[reliability] Daily Reliability Review - 2026-06-02

### Executive Summary

Overall health for the last 24h is **good**. Telemetry is flowing: the `spans` dataset has ~18.4k spans and gh-aw conclusion spans are well-attributed (`gh-aw.workflow.name`, `gh-aw.run.status`, `gh-aw.engine.id` all populated). Of **1,889 run-conclusion spans, 52 carried `gh-aw.run.status:failure`**, corresponding to **~13 distinct failed runs** (≈0.7% of conclusion spans). Failures are mostly one-off and spread across many workflows; the only **recurring** patterns are **PR Sous Chef (3 failed runs)** and **PR Code Quality Reviewer (2 failed runs)**, both on the **copilot** engine. Trace continuity was verified intact on a representative PR Sous Chef failure.

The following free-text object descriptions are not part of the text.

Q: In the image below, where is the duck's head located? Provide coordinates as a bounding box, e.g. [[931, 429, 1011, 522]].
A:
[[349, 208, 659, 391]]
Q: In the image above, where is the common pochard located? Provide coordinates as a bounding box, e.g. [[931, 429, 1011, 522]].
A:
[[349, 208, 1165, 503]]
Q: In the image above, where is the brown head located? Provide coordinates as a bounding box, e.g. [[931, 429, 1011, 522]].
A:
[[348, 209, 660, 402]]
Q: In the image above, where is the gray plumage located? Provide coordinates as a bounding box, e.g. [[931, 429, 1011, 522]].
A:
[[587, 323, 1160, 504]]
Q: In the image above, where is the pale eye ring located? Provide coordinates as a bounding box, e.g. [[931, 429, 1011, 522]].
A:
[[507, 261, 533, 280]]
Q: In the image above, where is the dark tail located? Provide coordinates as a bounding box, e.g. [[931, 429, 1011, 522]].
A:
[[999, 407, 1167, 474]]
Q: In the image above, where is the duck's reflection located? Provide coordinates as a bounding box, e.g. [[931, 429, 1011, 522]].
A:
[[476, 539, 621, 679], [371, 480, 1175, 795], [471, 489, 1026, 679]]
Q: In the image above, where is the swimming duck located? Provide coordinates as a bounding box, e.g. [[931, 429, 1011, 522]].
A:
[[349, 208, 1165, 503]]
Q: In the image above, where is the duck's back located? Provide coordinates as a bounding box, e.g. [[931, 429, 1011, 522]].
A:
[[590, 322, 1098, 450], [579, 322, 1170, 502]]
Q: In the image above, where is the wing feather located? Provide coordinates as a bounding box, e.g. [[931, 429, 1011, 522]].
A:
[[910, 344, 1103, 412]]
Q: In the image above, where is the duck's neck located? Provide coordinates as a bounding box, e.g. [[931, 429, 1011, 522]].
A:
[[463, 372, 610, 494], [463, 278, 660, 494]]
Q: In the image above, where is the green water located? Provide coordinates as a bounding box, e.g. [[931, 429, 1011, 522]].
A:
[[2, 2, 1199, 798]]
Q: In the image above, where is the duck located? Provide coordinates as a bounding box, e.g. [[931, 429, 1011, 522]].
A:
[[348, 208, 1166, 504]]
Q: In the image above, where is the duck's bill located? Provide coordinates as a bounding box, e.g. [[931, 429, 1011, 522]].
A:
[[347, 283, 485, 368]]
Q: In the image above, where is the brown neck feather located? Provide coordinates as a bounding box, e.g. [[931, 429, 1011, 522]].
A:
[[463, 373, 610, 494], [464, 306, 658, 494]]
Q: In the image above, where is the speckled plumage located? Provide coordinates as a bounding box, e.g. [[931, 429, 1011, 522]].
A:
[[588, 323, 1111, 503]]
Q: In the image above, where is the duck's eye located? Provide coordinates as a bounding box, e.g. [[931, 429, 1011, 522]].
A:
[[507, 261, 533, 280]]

No timeouts, cancellations, or OTLP-export failures were confirmed. However, several reliability-relevant fields are **not consumable from Sentry**: `gen_ai.response.finish_reasons` returns zero results over 7d (blocking truncation / runaway-token detection), `span.status` is null on every span, `release` is null, and the `errors` and `logs` datasets are **empty** — so failure root-causes cannot be corroborated from log/error telemetry. These are observability gaps, not confirmed runtime failures.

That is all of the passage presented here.